If the above uncertainties were not enough, we also now know the California State Budget for 2020-21 will be severely impacted as a result of COVID-19 and the shut-down of our State's economy.  The resulting fiscal impact to school districts like RVSD, whose revenues are predominantly dependent on the Local Control Funding Formula (LCFF), are expected to be significant.  Since the passage of Proposition 13 in the late 1970's, California's public schools have faced many financial challenges. But this situation is unprecedented.  At a time when school districts will most likely incur additional cost burdens related to the COVID-19 pandemic, they will simultaneously be faced with operating their instructional programs with more limited resources than ever before.  In 2019-20 the LCFF became "fully funded" and school districts' purchasing power was finally restored to what it was before the Great Recession of 2008.  Our State's current budget situation, which some characterize as "catastrophic," is a set-back of epic proportions that will likely take many more years to overcome. In reference to Governor Gavin Newsom's May Revise of the 2020-21 State Budget, the Los Angeles Times reported in a May 14 article,


"No budget-balancing idea proposed on Thursday may be more sweeping in its impact to California families than the $13.5-billion drop in projected spending on K-12 schools and community colleges, the largest line item in California's general fund and one tightly bound to the rise and fall in tax revenues."
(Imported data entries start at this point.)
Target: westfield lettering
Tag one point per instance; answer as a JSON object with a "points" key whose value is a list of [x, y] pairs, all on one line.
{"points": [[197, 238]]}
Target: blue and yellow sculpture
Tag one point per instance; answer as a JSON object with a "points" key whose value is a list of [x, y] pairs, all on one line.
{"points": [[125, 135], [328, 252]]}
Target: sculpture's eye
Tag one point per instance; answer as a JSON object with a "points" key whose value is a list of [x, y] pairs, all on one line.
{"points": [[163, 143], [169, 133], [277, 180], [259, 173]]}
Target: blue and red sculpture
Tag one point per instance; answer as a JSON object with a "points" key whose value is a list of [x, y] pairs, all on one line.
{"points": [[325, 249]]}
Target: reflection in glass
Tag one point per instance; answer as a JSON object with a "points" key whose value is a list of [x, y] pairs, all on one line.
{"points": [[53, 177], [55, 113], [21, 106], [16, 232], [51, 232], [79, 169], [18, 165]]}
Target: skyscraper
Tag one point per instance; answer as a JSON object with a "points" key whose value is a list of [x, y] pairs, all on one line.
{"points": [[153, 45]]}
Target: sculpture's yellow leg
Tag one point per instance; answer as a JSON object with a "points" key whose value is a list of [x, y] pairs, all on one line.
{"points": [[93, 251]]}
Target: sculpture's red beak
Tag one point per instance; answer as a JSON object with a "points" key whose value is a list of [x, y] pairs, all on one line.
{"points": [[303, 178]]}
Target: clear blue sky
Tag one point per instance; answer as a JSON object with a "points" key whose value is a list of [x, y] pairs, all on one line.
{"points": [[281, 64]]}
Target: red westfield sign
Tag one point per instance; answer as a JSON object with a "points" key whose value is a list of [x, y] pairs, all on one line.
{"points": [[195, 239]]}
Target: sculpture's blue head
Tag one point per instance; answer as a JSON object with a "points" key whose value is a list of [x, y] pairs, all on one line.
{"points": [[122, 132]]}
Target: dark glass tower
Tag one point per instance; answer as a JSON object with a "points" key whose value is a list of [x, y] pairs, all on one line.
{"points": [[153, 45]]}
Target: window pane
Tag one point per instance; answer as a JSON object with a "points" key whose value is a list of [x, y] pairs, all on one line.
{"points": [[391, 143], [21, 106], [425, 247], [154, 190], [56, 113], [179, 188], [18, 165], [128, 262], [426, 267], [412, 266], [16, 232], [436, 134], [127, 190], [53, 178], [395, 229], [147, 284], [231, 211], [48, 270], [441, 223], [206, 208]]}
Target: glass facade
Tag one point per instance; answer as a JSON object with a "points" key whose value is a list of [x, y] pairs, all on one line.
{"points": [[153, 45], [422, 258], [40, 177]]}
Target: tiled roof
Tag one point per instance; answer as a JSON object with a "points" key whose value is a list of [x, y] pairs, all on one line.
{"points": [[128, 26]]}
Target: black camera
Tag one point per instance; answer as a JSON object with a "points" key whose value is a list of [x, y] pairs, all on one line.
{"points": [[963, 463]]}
This is the context under which we and school districts throughout California are now working.  We are all trying to fit together the pieces of a hugely complex puzzle that seemingly has no best option.  Our primary objective, always, is to provide our students with rich and varied learning opportunities focused on rigor, relevance, and relationships, delivered in a safe and nurturing environment.  Can we effectively do this in our schools during a pandemic? Or, will the intricate details of managing the physical environment overshadow our ability to effectively and consistently provide the quality instruction our professional staff is eager and committed to deliver and our students deserve?  This is the essential questions we are seeking to answer in time for a school year that begins in a little less than three months from today.  


The Options


All of us want nothing more than to be back in school, on a regular routine, with our students, teachers, staff and parents.  But for now and perhaps as long as this pandemic continues, we do not see any realistic scenario under which our RVSD schools all resume their normal operations as they had in the pre-COVID world.  We therefore see two possible options (there may be more) for the start of the 2020-21 school year.


Option 1:  Provide instruction through a distance learning format, for some and perhaps all of the coming school year, or

Option 2:  Provide a "hybrid" instructional program offering opportunities for in-person and distance learning to some or all of RVSD's students.